861.1115 Robinson, Donald L./73: Telegram

The Chargé in the Soviet Union (Henderson) to the Secretary of State

18. Your 18, January 18, 7 p.m.

Paragraph 1 of your telegram under reference. I gave Weinberg at noon today a letter requesting on behalf of my Government that a member of the Embassy be permitted to visit Mrs. Rubens at once. I again tried to impress upon him orally how important it was that the Soviet authorities cooperate fully with the American authorities in clearing up the case. He promised to convey my request immediately to the competent authorities but pointed out that a reply to it might be somewhat delayed since many important Soviet officials were attending the sessions of the Supreme Soviet.
Paragraph 3 of your telegram under reference. Weinberg told me that his statement with regard to illegal entry was based on information obtained by him from the competent authorities to the effect that the woman in question had come into the country on a fraudulently obtained passport. In response to my inquiries he said that these authorities had not definitely informed him that the passport which she presented when she entered the country bore the name of Mrs. Robinson but he had obtained the impression from the general wording of their communication with him that it did.
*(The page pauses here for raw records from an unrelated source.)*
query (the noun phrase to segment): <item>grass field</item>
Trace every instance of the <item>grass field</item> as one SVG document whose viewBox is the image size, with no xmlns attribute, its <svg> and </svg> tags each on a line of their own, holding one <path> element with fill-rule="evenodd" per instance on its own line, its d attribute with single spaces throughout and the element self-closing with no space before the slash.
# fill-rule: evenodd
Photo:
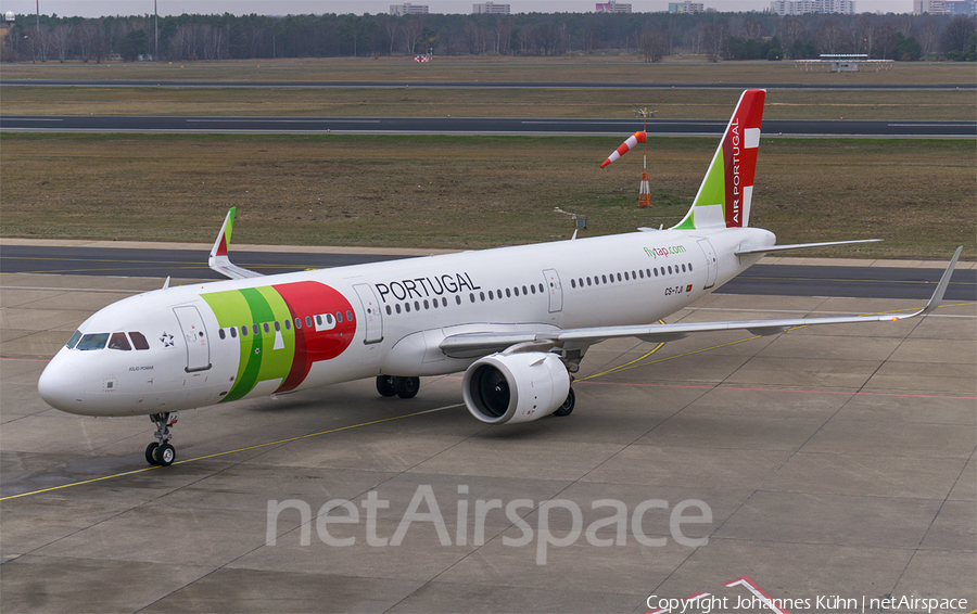
<svg viewBox="0 0 977 614">
<path fill-rule="evenodd" d="M 652 139 L 601 170 L 618 138 L 3 135 L 4 236 L 479 248 L 665 227 L 715 139 Z M 975 256 L 973 141 L 763 139 L 751 225 L 779 242 L 881 238 L 824 255 Z M 807 252 L 804 255 L 812 255 Z"/>
<path fill-rule="evenodd" d="M 638 55 L 593 54 L 559 57 L 436 56 L 327 57 L 183 63 L 4 64 L 2 79 L 161 79 L 299 81 L 543 81 L 601 84 L 974 84 L 973 63 L 899 62 L 888 71 L 804 72 L 794 62 L 705 62 L 673 56 L 646 64 Z"/>
<path fill-rule="evenodd" d="M 726 119 L 740 90 L 442 88 L 51 88 L 2 91 L 4 115 Z M 772 90 L 766 119 L 973 120 L 973 91 Z M 651 123 L 654 130 L 654 121 Z"/>
</svg>

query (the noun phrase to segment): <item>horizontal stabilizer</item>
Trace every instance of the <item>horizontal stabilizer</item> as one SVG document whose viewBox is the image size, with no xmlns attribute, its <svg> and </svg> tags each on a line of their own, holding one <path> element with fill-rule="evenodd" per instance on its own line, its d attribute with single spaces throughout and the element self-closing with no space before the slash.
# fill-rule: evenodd
<svg viewBox="0 0 977 614">
<path fill-rule="evenodd" d="M 207 266 L 211 267 L 211 269 L 223 274 L 224 277 L 230 279 L 263 277 L 259 272 L 241 268 L 238 265 L 231 263 L 230 258 L 227 255 L 227 248 L 230 245 L 231 229 L 234 226 L 236 209 L 237 207 L 231 207 L 230 210 L 227 212 L 227 217 L 224 218 L 224 226 L 220 227 L 220 234 L 217 235 L 217 241 L 211 248 L 211 256 L 207 258 Z"/>
<path fill-rule="evenodd" d="M 665 343 L 686 337 L 693 333 L 714 331 L 746 330 L 757 335 L 772 335 L 782 333 L 797 327 L 812 327 L 816 324 L 849 324 L 857 322 L 887 322 L 925 316 L 939 307 L 950 284 L 953 269 L 963 247 L 957 247 L 951 258 L 947 270 L 940 278 L 929 302 L 922 309 L 912 314 L 892 315 L 883 314 L 874 316 L 841 316 L 832 318 L 791 318 L 783 320 L 745 320 L 733 322 L 677 322 L 673 324 L 640 324 L 624 327 L 594 327 L 586 329 L 570 329 L 566 331 L 541 330 L 538 332 L 523 331 L 519 333 L 464 333 L 451 335 L 441 342 L 441 350 L 448 356 L 474 356 L 481 353 L 498 351 L 503 345 L 517 343 L 549 341 L 559 346 L 563 343 L 593 344 L 609 338 L 638 337 L 652 343 Z"/>
<path fill-rule="evenodd" d="M 832 245 L 854 245 L 855 243 L 877 243 L 881 239 L 859 239 L 857 241 L 828 241 L 826 243 L 795 243 L 794 245 L 771 245 L 770 247 L 756 247 L 737 250 L 733 252 L 737 256 L 747 254 L 767 254 L 770 252 L 787 252 L 788 250 L 807 250 L 808 247 L 830 247 Z"/>
</svg>

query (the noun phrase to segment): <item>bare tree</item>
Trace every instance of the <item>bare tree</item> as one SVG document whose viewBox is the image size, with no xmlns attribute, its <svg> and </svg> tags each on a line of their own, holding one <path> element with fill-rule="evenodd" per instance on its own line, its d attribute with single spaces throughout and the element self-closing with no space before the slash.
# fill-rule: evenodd
<svg viewBox="0 0 977 614">
<path fill-rule="evenodd" d="M 58 54 L 58 60 L 64 64 L 67 60 L 68 47 L 72 41 L 72 24 L 58 24 L 51 29 L 51 44 Z"/>
<path fill-rule="evenodd" d="M 404 35 L 404 49 L 407 55 L 414 55 L 414 48 L 417 46 L 417 39 L 424 24 L 420 20 L 408 20 L 401 26 L 401 33 Z"/>
<path fill-rule="evenodd" d="M 658 30 L 645 28 L 638 35 L 638 44 L 645 62 L 661 62 L 664 56 L 664 36 Z"/>
<path fill-rule="evenodd" d="M 923 24 L 922 27 L 918 28 L 916 40 L 919 41 L 919 47 L 923 48 L 923 55 L 931 55 L 936 53 L 937 41 L 939 40 L 939 38 L 940 25 L 934 20 L 927 21 L 925 24 Z"/>
<path fill-rule="evenodd" d="M 716 62 L 726 54 L 726 42 L 729 40 L 729 26 L 725 20 L 719 20 L 707 24 L 702 30 L 702 44 L 706 48 L 706 59 Z"/>
</svg>

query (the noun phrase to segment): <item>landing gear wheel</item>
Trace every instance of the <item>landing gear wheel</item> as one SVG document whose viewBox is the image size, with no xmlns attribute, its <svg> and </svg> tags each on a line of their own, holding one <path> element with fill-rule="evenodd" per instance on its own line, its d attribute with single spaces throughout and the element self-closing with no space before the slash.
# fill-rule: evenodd
<svg viewBox="0 0 977 614">
<path fill-rule="evenodd" d="M 570 388 L 570 394 L 567 395 L 567 400 L 563 401 L 563 405 L 560 408 L 553 412 L 554 415 L 570 415 L 573 413 L 573 406 L 576 405 L 576 393 L 573 392 L 573 388 Z"/>
<path fill-rule="evenodd" d="M 392 375 L 380 375 L 377 378 L 377 392 L 380 393 L 381 397 L 392 397 L 397 394 L 394 380 L 396 378 Z"/>
<path fill-rule="evenodd" d="M 150 464 L 160 464 L 156 462 L 156 448 L 160 447 L 157 442 L 153 442 L 149 446 L 145 447 L 145 462 Z"/>
<path fill-rule="evenodd" d="M 156 448 L 156 464 L 169 466 L 176 460 L 176 448 L 169 444 L 163 444 Z"/>
<path fill-rule="evenodd" d="M 156 440 L 147 446 L 145 462 L 169 466 L 176 460 L 176 448 L 169 445 L 169 439 L 173 438 L 169 427 L 176 424 L 177 418 L 179 418 L 179 413 L 175 411 L 150 414 L 150 420 L 156 425 L 156 432 L 153 433 Z"/>
<path fill-rule="evenodd" d="M 420 378 L 394 378 L 394 392 L 402 399 L 417 396 L 420 391 Z"/>
</svg>

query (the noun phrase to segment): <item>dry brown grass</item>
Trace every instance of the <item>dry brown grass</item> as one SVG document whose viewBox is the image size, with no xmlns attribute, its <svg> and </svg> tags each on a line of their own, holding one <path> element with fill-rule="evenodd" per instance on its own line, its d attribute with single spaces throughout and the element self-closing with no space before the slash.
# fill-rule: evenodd
<svg viewBox="0 0 977 614">
<path fill-rule="evenodd" d="M 327 57 L 223 62 L 4 64 L 2 79 L 161 79 L 299 81 L 544 81 L 602 84 L 973 84 L 973 63 L 899 62 L 888 71 L 833 74 L 803 72 L 794 62 L 705 62 L 670 57 L 646 64 L 638 55 L 559 57 L 436 56 Z"/>
<path fill-rule="evenodd" d="M 9 87 L 4 115 L 633 117 L 726 119 L 739 90 Z M 773 90 L 767 119 L 972 120 L 973 91 Z M 652 121 L 654 129 L 654 121 Z"/>
<path fill-rule="evenodd" d="M 655 139 L 600 170 L 617 138 L 3 135 L 4 236 L 478 248 L 667 227 L 714 139 Z M 972 141 L 764 139 L 751 221 L 781 242 L 883 238 L 832 255 L 974 257 Z"/>
</svg>

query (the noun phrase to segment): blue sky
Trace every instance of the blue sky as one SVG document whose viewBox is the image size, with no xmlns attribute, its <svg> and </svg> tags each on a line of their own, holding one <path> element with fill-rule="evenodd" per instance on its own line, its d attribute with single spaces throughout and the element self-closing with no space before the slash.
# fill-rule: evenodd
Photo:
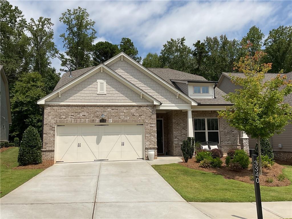
<svg viewBox="0 0 292 219">
<path fill-rule="evenodd" d="M 118 44 L 123 37 L 134 42 L 142 58 L 149 52 L 159 53 L 171 38 L 185 36 L 192 47 L 206 36 L 226 34 L 240 39 L 252 26 L 259 27 L 266 37 L 281 25 L 292 25 L 292 1 L 10 1 L 25 18 L 51 19 L 55 24 L 54 41 L 63 52 L 59 36 L 65 27 L 59 21 L 67 8 L 86 9 L 95 22 L 95 42 Z M 58 69 L 60 62 L 52 60 Z"/>
</svg>

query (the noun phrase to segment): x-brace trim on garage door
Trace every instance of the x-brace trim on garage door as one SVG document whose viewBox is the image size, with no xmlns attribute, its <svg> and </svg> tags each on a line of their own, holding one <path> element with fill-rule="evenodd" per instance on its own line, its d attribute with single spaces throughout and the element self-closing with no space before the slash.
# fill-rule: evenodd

I have written him a letter asking for a precise description of the passport on which she entered the country and inquiring as to whether or not her Soviet visa had been forged. Article 84 of the Criminal Code of the R.S.F.S.R.35 provides that entry into the Soviet Union by any person not having a proper passport or the permission of the competent authorities entails corrective labor for a penal offense not exceeding 1 year or a fine not exceeding 500 rubles. If the question of the forging of visas is involved she apparently could be sentenced in accordance with Article 72 to not more than 3 years of imprisonment or 1 year of corrective labor. Weinberg told me today, however, that in his personal opinion she would be released and deported if it should become clear that she was not guilty of any crime other than that of entering the country on a fraudulent passport or visa.
Paragraph 4 of your telegram under reference. In several conversations with Weinberg I have pointed out that Mrs. Rubens had been granted an American passport to which she was entitled. According to information furnished by the Polish authorities to the American Embassy at Warsaw the couple presented passport in the name of Robinson to the Polish border authorities when they crossed the Polish-Soviet frontier on the evening of November 5. A presumption arises that they presented the same passports to the authorities on the Soviet side of the frontier. This presumption is strengthened by the fact that they were known to the employees of the National Hotel as Mr. and Mrs. Robinson. The Embassy has not been able as yet to overcome or confirm this presumption since all of the documentary evidence relating to the case is in the hands of the Soviet authorities. Nevertheless the presumption is so strong that in discussing the matter I have not assumed the position that Mrs. Rubens entered the country on an American passport to which she was legally entitled.
Paragraph 5 of your telegram under reference. I have strong doubts regarding the truth of the story which Weinberg conveyed to me.36 It will be noted that the Soviet authorities apparently preferred to have the story told orally rather than put in writing. Among my reasons for questioning the truth of Weinberg’s statement are the following:
An American citizen living in the hotel maintains that he saw Rubens up to the end of November whereas Weinberg says that he disappeared in the middle of November.
It seems unlikely that Mrs. Rubens would be permitted to remain unmolested in an Intourist37 hotel for 3 weeks following the disappearance of her husband.
It seems unlikely that Rubens would be so stupid as to imagine that he could disappear in the Soviet Union leaving a wife waiting for him in the National Hotel.
The Soviet authorities have been and still are so evasive in the whole matter that I am convinced that they do not desire the Embassy to learn the real facts of the case.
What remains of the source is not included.